Access StatusOpen Access
INTRODUCTION: RANKL is important in mammary gland development during pregnancy and mediates the initiation and progression of progesterone-induced breast cancer. No clinical data are available on the effect of pregnancy on RANK/RANKL expression in young breast cancer patients. METHODS: We used our previously published dataset of 65 pregnant and 130 matched young breast cancer patients with full clinical, pathological, and survival information. 85% of patients had available transcriptomic data as well. RANK/RANKL expression by immunohistochemistry using H-score on the primary tumor and adjacent normal tissue was performed. We examined the difference in expression of RANK/RANKL between pregnant and non-pregnant patients and their association with clinicopathological features and prognosis. We also evaluated genes and pathways associated with RANK/RANKL expression on primary tumors. RESULTS: RANKL but not RANK expression was more prevalent in the pregnant group, both on the tumor and adjacent normal tissue, independent of other clinicopathological factors (both P <0.001). 18.7% of pregnant and 5.3% of non-pregnant patients had tumors showing ≥10% of cells with 3+ RANKL expression. RANKL expression was significantly higher in progesterone receptor-positive, and luminal A-like tumors, with negative correlation with Ki-67 (all P <0.001). On the contrary, RANK expression was higher in triple negative tumors (P <0.001). Using false discovery rate <0.05, 151 and 1,207 genes were significantly correlated with tumor-expressed RANKL and RANK expression by immunohistochemistry, respectively.
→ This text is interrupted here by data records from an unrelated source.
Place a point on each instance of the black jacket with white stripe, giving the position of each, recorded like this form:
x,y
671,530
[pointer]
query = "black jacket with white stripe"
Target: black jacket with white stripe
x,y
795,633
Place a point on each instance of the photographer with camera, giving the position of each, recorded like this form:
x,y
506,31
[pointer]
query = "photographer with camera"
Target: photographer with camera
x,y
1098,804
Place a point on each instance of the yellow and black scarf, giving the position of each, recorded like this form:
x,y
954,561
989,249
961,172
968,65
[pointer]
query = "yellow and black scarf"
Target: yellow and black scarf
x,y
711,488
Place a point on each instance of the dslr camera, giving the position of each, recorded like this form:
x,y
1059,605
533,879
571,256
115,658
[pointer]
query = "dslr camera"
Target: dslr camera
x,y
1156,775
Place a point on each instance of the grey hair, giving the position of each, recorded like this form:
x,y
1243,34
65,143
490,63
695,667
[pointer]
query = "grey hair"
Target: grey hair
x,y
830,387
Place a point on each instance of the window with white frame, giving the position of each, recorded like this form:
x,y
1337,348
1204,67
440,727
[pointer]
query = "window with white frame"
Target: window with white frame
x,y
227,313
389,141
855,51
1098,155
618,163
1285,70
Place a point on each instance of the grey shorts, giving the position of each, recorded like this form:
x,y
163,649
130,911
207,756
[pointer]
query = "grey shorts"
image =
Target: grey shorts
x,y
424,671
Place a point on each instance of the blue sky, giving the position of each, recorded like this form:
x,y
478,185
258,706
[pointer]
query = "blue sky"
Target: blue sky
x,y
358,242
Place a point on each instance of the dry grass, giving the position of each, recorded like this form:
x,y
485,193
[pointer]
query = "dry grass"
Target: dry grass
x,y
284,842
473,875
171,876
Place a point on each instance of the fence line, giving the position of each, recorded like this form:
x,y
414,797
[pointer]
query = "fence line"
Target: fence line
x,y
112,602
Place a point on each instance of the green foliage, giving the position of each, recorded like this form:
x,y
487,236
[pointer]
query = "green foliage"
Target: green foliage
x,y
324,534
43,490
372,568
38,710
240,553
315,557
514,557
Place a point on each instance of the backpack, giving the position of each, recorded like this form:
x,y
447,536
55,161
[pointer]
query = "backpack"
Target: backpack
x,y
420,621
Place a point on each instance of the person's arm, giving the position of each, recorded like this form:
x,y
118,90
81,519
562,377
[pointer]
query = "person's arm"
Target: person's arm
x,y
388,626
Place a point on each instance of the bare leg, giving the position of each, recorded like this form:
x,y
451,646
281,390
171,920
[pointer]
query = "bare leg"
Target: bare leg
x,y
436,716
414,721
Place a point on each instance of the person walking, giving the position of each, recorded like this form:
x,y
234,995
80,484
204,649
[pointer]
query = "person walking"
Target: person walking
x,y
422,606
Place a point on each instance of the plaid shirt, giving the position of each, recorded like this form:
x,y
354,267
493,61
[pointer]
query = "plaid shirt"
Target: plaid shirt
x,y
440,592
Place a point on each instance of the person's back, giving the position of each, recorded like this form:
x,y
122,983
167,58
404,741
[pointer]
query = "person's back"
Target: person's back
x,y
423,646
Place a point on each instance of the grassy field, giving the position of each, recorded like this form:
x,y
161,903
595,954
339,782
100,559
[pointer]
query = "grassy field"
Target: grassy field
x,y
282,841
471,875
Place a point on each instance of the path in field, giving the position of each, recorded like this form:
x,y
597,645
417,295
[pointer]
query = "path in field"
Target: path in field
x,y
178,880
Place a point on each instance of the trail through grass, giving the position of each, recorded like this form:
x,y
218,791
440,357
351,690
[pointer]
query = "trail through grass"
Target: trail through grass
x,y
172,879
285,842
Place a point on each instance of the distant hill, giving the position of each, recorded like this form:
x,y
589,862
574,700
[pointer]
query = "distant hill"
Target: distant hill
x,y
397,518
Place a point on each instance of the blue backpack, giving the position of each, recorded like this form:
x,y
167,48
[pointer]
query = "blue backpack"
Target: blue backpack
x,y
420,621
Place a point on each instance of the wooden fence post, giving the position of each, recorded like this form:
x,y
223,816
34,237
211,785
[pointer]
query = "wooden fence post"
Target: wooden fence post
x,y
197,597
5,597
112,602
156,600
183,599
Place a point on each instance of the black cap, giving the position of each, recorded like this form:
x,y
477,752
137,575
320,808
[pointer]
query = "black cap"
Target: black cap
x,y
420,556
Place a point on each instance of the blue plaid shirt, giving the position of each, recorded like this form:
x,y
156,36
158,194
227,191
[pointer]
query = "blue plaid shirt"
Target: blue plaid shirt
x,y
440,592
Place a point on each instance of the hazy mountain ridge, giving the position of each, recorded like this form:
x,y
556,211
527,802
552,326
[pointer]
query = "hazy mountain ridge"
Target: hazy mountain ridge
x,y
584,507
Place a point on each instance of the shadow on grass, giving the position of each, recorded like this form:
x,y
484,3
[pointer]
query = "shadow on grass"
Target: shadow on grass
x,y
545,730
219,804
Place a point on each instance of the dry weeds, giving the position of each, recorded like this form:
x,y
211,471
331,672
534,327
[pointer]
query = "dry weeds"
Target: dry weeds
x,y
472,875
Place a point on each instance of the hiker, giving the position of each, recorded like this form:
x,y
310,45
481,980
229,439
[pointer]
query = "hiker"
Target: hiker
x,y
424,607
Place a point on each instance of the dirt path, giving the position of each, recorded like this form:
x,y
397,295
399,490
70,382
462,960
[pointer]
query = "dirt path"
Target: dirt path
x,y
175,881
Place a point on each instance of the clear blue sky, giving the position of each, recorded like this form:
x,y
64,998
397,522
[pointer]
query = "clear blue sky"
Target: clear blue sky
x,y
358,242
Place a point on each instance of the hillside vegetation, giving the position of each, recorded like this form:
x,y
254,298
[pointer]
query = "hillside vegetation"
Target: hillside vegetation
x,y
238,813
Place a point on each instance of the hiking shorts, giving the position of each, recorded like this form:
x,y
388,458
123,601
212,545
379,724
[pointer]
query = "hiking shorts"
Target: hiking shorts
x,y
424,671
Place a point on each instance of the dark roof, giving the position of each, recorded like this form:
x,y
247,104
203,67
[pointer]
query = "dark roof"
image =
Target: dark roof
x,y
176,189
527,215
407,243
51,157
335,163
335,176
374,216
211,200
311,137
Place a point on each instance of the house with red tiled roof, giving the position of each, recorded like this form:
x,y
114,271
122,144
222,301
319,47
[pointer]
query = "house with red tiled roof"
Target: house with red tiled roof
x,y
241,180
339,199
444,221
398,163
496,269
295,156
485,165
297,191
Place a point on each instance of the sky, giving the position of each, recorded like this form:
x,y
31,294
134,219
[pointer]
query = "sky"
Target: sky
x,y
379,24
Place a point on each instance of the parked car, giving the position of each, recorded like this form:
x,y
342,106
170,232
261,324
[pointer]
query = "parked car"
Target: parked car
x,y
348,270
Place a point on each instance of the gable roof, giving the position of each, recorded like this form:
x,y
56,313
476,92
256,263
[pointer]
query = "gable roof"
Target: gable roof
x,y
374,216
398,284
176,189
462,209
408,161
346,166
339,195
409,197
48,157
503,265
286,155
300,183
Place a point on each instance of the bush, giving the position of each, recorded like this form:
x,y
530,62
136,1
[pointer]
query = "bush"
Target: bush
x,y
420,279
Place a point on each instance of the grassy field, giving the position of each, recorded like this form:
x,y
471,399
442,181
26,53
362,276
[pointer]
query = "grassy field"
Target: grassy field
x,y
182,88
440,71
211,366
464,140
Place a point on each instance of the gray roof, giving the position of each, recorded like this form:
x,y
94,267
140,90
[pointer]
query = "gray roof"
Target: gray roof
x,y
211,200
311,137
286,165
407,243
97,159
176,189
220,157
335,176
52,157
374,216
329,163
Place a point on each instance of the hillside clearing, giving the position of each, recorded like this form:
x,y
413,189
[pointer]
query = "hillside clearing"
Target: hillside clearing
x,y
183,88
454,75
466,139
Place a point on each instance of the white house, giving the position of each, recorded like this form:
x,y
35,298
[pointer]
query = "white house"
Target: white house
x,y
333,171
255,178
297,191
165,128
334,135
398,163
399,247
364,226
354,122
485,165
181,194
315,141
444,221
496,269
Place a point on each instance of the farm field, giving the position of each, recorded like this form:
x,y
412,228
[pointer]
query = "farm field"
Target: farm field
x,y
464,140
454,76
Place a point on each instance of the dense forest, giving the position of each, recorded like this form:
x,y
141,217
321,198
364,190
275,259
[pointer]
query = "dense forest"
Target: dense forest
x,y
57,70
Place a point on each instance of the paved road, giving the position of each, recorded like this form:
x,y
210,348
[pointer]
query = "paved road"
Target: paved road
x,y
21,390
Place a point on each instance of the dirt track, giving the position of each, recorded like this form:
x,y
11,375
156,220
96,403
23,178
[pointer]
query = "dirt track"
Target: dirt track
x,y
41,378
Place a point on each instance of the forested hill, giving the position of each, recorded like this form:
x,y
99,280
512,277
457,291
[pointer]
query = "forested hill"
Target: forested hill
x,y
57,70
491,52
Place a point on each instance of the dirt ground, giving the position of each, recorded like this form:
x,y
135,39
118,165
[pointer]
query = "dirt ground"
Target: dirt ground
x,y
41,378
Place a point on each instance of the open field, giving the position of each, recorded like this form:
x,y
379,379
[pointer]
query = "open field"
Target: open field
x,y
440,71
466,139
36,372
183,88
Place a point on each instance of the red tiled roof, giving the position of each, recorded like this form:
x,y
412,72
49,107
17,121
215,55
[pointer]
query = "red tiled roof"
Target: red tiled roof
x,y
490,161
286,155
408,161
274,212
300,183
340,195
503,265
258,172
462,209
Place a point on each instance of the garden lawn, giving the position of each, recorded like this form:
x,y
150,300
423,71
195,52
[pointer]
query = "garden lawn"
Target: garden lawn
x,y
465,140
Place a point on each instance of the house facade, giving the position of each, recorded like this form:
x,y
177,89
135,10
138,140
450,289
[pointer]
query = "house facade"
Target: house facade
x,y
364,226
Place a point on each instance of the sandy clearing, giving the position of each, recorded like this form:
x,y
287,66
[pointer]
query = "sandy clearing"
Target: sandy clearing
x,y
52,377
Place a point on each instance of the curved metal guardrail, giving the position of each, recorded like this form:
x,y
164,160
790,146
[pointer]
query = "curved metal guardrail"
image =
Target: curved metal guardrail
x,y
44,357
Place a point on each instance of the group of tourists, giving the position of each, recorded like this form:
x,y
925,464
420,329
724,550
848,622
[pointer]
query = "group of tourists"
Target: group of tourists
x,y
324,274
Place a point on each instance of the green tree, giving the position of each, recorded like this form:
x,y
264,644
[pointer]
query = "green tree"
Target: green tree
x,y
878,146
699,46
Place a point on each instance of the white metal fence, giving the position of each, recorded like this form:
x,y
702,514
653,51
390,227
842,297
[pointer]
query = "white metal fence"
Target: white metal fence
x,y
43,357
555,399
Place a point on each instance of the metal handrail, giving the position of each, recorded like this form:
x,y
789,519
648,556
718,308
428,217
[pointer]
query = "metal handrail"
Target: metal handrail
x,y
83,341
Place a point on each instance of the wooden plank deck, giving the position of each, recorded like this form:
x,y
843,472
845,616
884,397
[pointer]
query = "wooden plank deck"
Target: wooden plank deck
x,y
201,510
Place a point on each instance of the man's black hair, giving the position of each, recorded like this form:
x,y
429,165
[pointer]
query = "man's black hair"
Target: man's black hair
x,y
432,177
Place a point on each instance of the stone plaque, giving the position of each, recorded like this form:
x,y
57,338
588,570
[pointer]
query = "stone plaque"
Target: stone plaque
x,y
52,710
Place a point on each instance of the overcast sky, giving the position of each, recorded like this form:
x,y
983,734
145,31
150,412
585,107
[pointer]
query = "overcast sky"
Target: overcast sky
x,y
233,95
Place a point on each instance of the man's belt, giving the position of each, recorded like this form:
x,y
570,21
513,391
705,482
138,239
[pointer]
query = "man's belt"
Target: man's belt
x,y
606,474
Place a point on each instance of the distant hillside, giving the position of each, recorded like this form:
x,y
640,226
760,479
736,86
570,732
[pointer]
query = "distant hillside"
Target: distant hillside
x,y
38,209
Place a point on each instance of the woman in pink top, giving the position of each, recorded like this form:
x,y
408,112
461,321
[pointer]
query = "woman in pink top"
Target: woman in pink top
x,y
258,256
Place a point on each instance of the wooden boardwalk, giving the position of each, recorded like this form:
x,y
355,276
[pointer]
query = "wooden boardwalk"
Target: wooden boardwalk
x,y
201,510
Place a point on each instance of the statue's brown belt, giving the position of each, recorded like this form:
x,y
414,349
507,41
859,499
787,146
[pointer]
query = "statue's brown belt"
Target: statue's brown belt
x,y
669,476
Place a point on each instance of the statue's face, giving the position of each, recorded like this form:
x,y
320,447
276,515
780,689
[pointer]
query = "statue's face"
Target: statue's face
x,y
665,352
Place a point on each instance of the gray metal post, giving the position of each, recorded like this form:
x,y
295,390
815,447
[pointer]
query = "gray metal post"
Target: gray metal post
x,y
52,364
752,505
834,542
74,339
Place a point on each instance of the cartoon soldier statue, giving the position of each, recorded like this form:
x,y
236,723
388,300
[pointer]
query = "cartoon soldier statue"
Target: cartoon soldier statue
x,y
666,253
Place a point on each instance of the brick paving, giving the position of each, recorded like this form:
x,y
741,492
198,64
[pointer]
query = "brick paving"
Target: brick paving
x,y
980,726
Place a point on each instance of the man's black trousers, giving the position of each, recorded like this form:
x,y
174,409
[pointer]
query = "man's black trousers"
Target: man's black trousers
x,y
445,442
High RANKL expression within primary tumor was associated with pathways related to mammary gland development, bone resorption, T-cell proliferation and regulation of chemotaxis, while RANK expression was associated with immune response and proliferation pathways. At a median follow-up of 65 months, neither RANK nor RANKL expression within tumor was associated with disease free survival in pregnant or non-pregnant group. CONCLUSIONS: Pregnancy increases RANKL expression both in normal breast and primary tumors. These results could guide further development of RANKL-targeted therapy.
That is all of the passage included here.